Statalist


[Date Prev][Date Next][Thread Prev][Thread Next][Date Index][Thread Index]

st: RE: AW: AW: AW: Error in egen rank(), unique?


From   "Nick Cox" <n.j.cox@durham.ac.uk>
To   <statalist@hsphsun2.harvard.edu>
Subject   st: RE: AW: AW: AW: Error in egen rank(), unique?
Date   Tue, 3 Nov 2009 16:08:20 -0000

Various points have arisen in this thread, so let's try to tease them
apart. 

1. Marc's -replace- had an unintended effect of overwriting some values
that were fine for his purposes in a variable he created earlier with
-egen, rank() unique-. In essence, getting the changes he wanted
depended delicately on getting the data in exactly the right -sort-
order, as he later realised. Thus there is, emphatically, no error in
-egen- here; Marc merely later stomped by accident on some of its
results and pointed the finger of blame in the wrong direction, as no
doubt we all do occasionally. 

2. Marc maintains that -egen, rank() unique- does not do what he expects
when there are missings. At least, that is what I think he means; he
doesn't quite spell out the argument. This is a little arguable, but my
own suggestion is that the code is on balance fine as it is. 

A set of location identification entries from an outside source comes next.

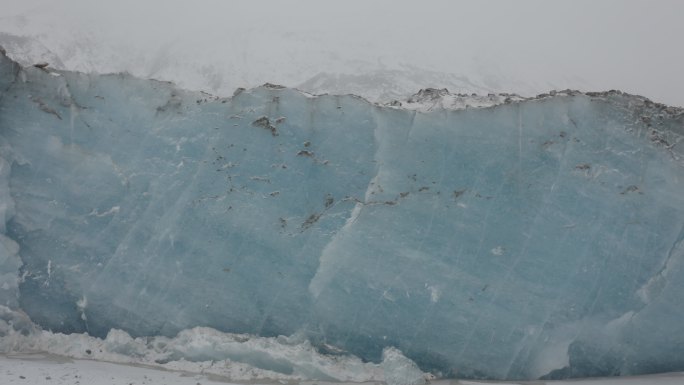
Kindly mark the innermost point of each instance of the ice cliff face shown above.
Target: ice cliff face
(533, 238)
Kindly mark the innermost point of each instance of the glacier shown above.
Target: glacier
(535, 238)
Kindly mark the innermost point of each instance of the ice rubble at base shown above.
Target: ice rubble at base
(238, 357)
(537, 238)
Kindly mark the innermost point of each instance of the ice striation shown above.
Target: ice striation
(533, 238)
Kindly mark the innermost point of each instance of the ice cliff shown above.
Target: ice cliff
(533, 238)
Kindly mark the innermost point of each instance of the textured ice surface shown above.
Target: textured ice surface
(529, 239)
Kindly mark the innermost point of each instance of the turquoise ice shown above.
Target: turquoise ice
(529, 239)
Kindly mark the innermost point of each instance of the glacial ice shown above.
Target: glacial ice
(537, 238)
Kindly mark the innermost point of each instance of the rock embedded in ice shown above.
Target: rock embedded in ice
(533, 238)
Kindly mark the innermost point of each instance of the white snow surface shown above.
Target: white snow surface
(46, 369)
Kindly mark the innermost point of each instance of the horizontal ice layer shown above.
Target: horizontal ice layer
(535, 238)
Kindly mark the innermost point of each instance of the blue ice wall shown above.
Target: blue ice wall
(540, 238)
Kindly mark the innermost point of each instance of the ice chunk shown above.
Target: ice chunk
(399, 370)
(536, 238)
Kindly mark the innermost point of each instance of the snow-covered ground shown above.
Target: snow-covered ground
(44, 369)
(382, 51)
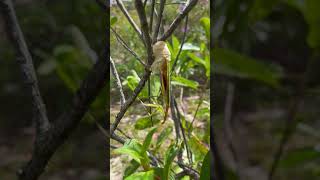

2.1 -egen, rank()- ignores missings and I suggest that that is exactly
the right behaviour, at least as a default. If a value is missing, so
also should its rank be. 

2.2 I can see a very small case for an option -missing- that says, "I
want to rank the missings too". That would involve taking Stata's
conventions about . .a .b ... .z very literally. I am counting votes
here tacitly because I can't remember a suggestion like Marc's before.
Clearly, Mark wants this for data management; I can't see it being
wanted statistically. 

3. However, for what Marc wants there is an even easier solution 

-bys id (dbep): gen rank_dbep = _n 

-- which is shorter and more efficient. With lots of values, consider
spelling out -long- or -double- as variable type. With this easy
work-around the case for Marc's suggestion looks very small indeed to
me, but the code in question has long since been officially adopted, and
it's StataCorp's call. 

4. By the way, using -duplicates- immediately after the -egen- in
question would have been one way to check whether it was at fault. 

Nick 
n.j.cox@durham.ac.uk 

Martin Weiss

Honestly, I cannot see the point of the problem, but note that your

*************
sort id dbep
by id, sort: egen rank_dbep = rank(dbep), unique
*************

can be telescoped into

-bys id (dbep): egen rank_dbep = rank(dbep), unique-

Kaulisch, Marc

Thanks for your answer. Your example works just fine. As it does with a
different dataset. The deletion of the qualifier [_n] does not change
the
behaviour.

I found a work around:
The problem was that the var dbep (being formated as %tm) was not
ordered.
Dbep1 dbep2 dbep3 dbep4 dbep5
2007m8 2008m5 . 2009m3 .

This sequence was ranked:
1 2 3 3

After inserting
. sort id dbep
Before the 
. by id, sort: egen rank_dbep = rank(dbep), unique
It just works fine

Nonetheless I consider this behaviour as not congruent with the
description
of the
Egen rank(), unique function saying "The unique option calculates the
unique
rank of exp: values are ranked 1,...,#, and values and ties are broken
arbitrarily.  Two values that are tied for second are ranked 2 and 3. "
(. h egen)

Martin Weiss

No problem occur in this code, so where is the material difference to
yours?

*************
clear*
set obs 10

gen id=_n
gen dbep1=5+int(10*runiform())
gen dbep2=5+int(10*runiform())
gen deep1=5+int(10*runiform())
gen deep2=5+int(10*runiform())
gen durep1=rnormal()
gen durep2=rnormal()

reshape long dbep deep durep, i(id) j(episode) by id, sort: egen
rank_dbep =
rank(dbep), unique by id, sort: egen rank_deep = rank(deep), unique by
id,
sort: replace rank_dbep =_n if rank_dbep[_n] == .
sort id rank_dbep
drop episode
reshape wide dbep deep durep rank_deep, i(id) j(rank_dbep)
*************

You do change the values returned by -egen, rank()- with your -replace-
line, so it is hard to argue that -egen- is at fault. Still, the line
clearly intends to replace the rank by its running number if it is
missing.
So insert something like -inspect rank_dbep- before that line to see
whether
there are any missings in the first place.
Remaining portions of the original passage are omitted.